Crate baracuda_nccl 

Source
Expand description

Safe Rust wrappers for NVIDIA NCCL.

v0.1 covers the communicator (single-process multi-GPU via ncclCommInitAll, multi-process via ncclCommInitRank + UniqueId) and the all_reduce + broadcast collectives — enough for synchronous data-parallel training.

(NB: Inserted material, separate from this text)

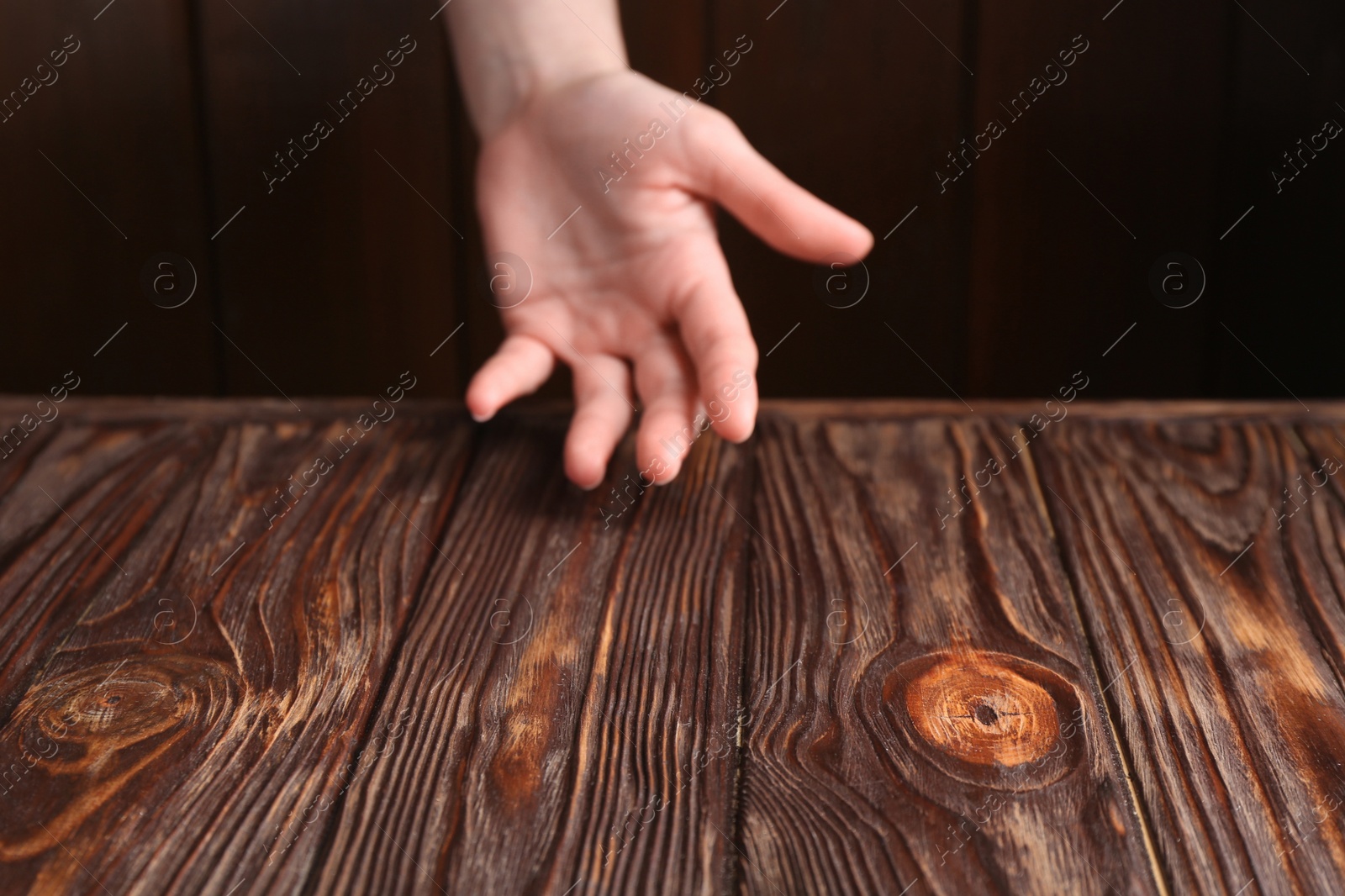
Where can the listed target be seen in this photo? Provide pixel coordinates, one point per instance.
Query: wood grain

NCCL is a Linux library; Windows has experimental support but no general distribution. On hosts without NCCL, Communicator::init_all returns LoaderError::LibraryNotFound — callers can fall back to single-device execution.

Structs§

Communicator
A NCCL communicator — one rank’s view of a distributed group.
NcclMem
NCCL-managed device allocation. Drop calls ncclMemFree.
UniqueId
A 128-byte opaque identifier for establishing a multi-process NCCL communicator. One process calls UniqueId::new and distributes the bytes to all other processes via a user-provided channel (TCP, MPI, …); every process then calls Communicator::init_rank with the same id.

Enums§

RedOp
Reduction operation for all_reduce / reduce.
ScalarResidence
Where the scalar passed to Communicator::create_pre_mul_sum lives.

Traits§

NcclScalar
Element type for NCCL buffers. Implemented by baracuda-types primitives via a sealed trait.

Functions§

all_reduce
All-reduce: each rank sends send and receives the per-element reduction (across every rank) into recv. In-place use (send == recv) is legal.
broadcast
Broadcast the data at root’s send buffer to every rank’s recv buffer.
error_string
Human-readable name for a status code.
group_end
End the current collective group.
group_start
Begin a group of collectives that must be submitted atomically (e.g. in single-process multi-GPU all-reduce).
version
NCCL library version as a packed integer (e.g. 22100 for NCCL 2.21.0).

Type Aliases§

Error
Error type for NCCL operations.
Result
Result alias.